A report is automatically sent out when a host’s traffic passes a pre-set limit, which is 15 GB a day. A traffic anomaly is considered “excessive” when in two or more days during the week, a host had traffic exceeding the limit or in one day had traffic exceeding two times the limit. Loeffler notes that “a sizeable number” of these reports are not investigated further, as the host’s traffic usually drops below the limit the next day (commonly because the host is investigated if suspected of  illicit file-sharing or streaming). Loeffler clarified that punishment for “inappropriate activity” is greatly based on the “nature of the activity.” For example, students are not banned for torrenting.

Why is it important to follow the rules?

“It’s important to note that no technology is harmful in and of itself, but rather [it is] the use to which it is put that can be damaging or problematic for other users of a network,” Loeffler said. While file-sharing programs such as BitTorrent can be used for academic purposes, they can also be used to pirate copyrighted material, and can slow things down for other users of the network. 

“Anyone using BitTorrent (or any other file transfer services) for legitimate purposes should keep bandwidth usage down to avoid inconveniencing other users of our wireless network,” said Loeffler.
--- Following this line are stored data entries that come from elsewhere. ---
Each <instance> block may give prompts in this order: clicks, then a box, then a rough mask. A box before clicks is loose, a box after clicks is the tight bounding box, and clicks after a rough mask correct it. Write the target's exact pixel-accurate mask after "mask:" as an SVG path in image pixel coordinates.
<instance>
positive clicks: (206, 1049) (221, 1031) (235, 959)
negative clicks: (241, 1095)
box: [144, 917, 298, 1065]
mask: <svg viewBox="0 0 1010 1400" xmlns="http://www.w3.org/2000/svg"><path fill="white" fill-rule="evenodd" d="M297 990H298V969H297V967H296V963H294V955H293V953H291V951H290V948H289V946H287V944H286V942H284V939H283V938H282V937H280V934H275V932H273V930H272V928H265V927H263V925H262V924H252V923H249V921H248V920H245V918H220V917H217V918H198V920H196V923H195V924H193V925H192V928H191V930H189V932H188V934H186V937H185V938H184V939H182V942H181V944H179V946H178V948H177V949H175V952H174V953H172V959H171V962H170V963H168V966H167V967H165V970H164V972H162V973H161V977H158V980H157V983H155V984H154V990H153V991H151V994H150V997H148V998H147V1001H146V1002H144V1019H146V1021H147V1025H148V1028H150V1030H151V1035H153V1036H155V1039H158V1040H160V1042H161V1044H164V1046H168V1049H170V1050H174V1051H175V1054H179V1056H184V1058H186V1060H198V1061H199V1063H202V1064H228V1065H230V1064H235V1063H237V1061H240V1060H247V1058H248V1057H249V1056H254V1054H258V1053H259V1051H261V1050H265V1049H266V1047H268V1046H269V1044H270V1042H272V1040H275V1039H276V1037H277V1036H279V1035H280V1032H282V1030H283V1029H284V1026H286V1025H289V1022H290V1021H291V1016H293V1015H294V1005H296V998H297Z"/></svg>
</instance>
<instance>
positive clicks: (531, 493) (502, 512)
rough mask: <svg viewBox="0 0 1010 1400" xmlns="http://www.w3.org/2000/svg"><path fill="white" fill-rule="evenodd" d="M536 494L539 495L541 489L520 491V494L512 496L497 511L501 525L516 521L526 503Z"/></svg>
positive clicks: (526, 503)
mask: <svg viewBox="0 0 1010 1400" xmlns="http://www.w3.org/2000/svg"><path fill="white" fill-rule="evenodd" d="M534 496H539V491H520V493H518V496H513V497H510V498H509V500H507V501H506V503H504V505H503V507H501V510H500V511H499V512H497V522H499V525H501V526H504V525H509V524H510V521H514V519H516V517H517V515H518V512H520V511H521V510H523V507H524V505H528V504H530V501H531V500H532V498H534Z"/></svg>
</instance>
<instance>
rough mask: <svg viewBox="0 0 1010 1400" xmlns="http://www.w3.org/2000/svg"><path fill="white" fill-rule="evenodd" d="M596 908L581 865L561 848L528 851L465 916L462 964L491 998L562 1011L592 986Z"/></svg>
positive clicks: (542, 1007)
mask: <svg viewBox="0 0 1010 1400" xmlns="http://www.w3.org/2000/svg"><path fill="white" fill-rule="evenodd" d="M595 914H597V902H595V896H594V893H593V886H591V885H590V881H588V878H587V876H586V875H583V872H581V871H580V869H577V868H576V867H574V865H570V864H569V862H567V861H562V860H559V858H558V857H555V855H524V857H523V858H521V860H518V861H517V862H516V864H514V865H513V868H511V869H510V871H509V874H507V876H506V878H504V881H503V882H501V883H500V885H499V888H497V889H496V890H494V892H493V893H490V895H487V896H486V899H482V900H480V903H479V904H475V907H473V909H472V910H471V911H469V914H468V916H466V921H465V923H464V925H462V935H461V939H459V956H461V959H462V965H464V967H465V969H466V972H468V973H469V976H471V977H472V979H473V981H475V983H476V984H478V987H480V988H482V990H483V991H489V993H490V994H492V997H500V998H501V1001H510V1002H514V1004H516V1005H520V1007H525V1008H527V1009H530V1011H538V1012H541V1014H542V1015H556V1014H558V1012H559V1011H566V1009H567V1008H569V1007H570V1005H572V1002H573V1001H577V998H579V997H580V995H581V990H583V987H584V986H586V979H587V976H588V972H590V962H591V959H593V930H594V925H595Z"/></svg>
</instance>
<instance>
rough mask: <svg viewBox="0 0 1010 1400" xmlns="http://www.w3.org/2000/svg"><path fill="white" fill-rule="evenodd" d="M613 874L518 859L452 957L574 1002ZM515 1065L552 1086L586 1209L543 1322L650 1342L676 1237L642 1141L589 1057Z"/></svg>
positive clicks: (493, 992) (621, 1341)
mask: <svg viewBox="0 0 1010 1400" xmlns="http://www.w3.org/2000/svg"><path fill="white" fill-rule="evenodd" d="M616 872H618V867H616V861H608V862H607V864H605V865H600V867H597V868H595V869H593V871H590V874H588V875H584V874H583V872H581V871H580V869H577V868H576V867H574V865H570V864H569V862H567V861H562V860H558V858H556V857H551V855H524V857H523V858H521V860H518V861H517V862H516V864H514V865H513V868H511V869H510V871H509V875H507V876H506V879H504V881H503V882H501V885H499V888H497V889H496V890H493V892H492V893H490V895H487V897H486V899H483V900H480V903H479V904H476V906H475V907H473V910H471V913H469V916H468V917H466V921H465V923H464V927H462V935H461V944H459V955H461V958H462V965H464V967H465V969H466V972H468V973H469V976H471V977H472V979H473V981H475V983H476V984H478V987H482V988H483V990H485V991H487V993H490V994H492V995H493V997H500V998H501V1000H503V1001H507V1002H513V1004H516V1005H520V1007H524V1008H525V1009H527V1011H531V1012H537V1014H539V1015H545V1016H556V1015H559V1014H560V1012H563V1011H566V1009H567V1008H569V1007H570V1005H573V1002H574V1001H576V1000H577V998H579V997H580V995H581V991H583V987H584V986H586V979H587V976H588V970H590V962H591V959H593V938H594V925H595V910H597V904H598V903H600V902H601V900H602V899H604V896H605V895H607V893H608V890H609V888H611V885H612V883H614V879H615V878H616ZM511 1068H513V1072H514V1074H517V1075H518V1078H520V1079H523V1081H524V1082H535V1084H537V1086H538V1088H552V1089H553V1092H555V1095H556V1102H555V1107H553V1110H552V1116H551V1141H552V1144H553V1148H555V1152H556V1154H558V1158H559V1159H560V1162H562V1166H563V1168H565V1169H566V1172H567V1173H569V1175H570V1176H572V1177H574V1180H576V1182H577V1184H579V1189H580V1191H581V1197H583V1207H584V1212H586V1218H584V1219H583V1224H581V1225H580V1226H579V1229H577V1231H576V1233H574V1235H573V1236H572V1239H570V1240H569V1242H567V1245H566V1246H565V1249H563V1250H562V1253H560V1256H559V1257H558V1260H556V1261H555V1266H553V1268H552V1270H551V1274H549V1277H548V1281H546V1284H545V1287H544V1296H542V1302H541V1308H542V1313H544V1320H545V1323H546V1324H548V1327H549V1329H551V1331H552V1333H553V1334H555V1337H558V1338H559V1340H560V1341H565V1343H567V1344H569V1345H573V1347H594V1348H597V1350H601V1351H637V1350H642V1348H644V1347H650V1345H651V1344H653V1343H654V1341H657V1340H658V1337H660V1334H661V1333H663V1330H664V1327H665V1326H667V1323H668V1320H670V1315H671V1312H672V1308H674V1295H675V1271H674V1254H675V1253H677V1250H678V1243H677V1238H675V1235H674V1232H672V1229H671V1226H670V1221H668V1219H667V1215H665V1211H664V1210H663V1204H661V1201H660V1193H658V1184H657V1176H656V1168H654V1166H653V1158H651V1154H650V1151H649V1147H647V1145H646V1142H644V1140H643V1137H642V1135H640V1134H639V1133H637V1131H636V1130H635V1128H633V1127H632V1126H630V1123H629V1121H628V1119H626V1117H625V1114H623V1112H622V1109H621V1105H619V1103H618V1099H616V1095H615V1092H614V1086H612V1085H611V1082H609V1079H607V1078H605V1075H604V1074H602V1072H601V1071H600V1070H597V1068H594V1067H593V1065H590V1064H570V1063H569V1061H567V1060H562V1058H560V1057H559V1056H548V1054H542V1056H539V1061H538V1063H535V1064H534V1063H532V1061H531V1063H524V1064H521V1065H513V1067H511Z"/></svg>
“We all have a responsibility to consider the implications of how we use networked resources and to ensure that our uses are appropriate and respect the rights and needs of others in our community, both the University and beyond,” said Seamus Ross, a professor at U of T’s iSchool and former dean. “The university needs to ensure that all [of] its resources are effectively managed and equitably shared across our community if we are to support learning and research by all members of our community.”